Free is not equal to available
When I was researching what various cities did about DHP on streets, I came across one city that had a great website with search features for parking spots. I tried to find out where the dedicated handicapped street parking places were, but could not figure it out. When I called, and finally connected with a human being, she explained to me that, “Disabled parking is free!”
It took several minutes to explain that the COST was not the problem: AVAILABILITY was the problem. If no dedicated handicap parking exists, then other vehicles will take up all the parking available. Even more to the point, knowing where to find DHP would be ideal.
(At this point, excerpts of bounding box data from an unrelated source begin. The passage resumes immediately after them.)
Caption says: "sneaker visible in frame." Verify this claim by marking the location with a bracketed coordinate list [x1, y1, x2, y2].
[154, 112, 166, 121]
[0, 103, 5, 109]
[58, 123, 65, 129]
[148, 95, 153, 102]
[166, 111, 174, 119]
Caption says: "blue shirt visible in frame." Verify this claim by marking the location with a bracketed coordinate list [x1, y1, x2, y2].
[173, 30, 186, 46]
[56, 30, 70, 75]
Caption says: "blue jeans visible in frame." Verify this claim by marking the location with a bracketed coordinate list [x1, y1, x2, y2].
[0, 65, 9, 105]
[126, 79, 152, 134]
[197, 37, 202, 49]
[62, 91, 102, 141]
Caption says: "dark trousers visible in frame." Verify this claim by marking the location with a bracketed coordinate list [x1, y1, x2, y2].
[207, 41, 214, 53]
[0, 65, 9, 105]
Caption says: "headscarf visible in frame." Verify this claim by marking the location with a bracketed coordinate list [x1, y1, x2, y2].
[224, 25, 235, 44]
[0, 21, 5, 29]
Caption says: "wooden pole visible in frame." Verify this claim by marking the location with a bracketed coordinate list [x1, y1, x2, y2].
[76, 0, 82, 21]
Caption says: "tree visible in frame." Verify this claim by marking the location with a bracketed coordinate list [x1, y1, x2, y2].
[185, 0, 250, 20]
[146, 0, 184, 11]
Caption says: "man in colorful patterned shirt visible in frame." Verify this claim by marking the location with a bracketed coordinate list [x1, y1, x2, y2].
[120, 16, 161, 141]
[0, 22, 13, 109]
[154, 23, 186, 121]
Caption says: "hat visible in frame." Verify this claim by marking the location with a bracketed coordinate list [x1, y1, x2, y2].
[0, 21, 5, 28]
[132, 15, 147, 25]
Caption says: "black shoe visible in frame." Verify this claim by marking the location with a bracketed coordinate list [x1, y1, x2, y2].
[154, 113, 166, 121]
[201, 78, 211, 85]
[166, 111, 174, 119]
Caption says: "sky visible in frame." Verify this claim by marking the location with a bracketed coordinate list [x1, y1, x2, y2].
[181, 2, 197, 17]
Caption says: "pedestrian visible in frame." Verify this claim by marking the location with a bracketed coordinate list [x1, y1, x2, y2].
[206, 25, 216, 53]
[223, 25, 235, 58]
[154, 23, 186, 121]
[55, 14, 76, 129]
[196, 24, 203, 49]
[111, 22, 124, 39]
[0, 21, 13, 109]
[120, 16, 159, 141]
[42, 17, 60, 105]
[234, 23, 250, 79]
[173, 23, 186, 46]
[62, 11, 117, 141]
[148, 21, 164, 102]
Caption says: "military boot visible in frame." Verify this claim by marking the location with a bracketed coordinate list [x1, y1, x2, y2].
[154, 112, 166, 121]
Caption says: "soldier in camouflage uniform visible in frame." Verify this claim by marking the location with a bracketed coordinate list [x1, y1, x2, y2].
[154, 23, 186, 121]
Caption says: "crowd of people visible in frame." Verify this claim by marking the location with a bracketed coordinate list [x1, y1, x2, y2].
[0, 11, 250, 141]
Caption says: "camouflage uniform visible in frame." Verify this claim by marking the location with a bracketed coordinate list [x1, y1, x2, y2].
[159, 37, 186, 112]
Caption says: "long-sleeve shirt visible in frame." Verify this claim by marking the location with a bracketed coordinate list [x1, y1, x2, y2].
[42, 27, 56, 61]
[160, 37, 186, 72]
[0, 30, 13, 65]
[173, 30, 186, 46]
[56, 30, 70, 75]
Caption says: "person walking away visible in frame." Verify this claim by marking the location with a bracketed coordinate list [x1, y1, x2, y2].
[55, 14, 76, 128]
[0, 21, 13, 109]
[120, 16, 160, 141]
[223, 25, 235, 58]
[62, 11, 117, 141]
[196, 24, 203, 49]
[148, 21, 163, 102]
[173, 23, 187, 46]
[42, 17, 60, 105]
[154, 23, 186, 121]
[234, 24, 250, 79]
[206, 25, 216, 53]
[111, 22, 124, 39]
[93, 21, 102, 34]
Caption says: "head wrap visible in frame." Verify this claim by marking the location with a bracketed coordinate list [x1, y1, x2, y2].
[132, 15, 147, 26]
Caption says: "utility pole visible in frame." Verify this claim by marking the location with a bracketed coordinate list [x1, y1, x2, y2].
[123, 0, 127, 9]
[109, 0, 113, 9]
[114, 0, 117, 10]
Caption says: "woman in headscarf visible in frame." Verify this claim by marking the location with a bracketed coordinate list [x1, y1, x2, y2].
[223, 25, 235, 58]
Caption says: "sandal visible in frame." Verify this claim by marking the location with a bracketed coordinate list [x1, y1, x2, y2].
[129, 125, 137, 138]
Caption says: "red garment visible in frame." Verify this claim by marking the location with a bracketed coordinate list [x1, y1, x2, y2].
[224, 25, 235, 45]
The city should know how many DHP spots it has, where they are, and put that on a map.
I filed a complaint.
Confusion of FREE parking with AVAILABLE and ACCESSIBLE parking is a problem. If there were enough DHP spots, then FREE meters would not be required to compensate for the lack.
While many persons with disabilities (PwD) are poor, so are plenty of able-bodied people who have to pay. Cities need to rethink FREE street parking for PwD, but only if PwD have alternatives.
There should be another way to generate revenue. Parking fees are, in essence, a city tax. Parking should be free for all. Employers should be obligated to provide FREE parking for employees. Then the whole “park at a meter all day” and feeding it (illegal, by the way) would not be necessary. This would free up more consumer parking.
That said, I would be willing to pay for parking for DHP that is now free. AVAILABILITY and ACCESSIBILITY are what people with disabilities need.